President of the Graduate Students' Association Calvin Seaman, had similar concerns.
"We have similar issues with quality, like proper research facilities, retaining faculty and class sizes," said Seaman. "How much can be improved with $1.5 million when you see $60 million get cut from the budget? If someone can't afford to buy a computer, a wireless network is pointless."
While there were frustrations over tuition, the victory on quality did not go unnoticed. Student leaders and U of C administration alike are shifting their focus onto how they can effectively spend the potential $1.5 million for quality initiatives.
"Students said one of the most important issues was quality of the undergraduate experience," said U of C Associate VP of Student Services Peggy Patterson refering to a recent SU student survey. "We have some ideas here and I want to start the conversation."
Patterson encouraged student leaders to prepare quality initiatives, suggesting that it would be a shame to not have students involved in the process.

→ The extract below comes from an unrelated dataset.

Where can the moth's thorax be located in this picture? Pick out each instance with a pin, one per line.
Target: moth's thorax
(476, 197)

"There is a [tuition consultation] meeting next week and we've asked the SU to bring suggestions and we'll do the same," said Patterson referring to quality initiatives. "We hope to come up with mutually agreeable suggestions."
The SU doesn't have any quality initiative plans right now, but West says they have the quality survey as a template. He wants to postpone the process and come up with initiatives and present them to students to vote on. West still insists that the plebiscite contain a tuition rebate as an option, but feels that when faced with a number of good quality initiative options the students will pass-over the small $12-14 rebate.
"All we ask is to give students a choice and put it to a referendum," concluded West.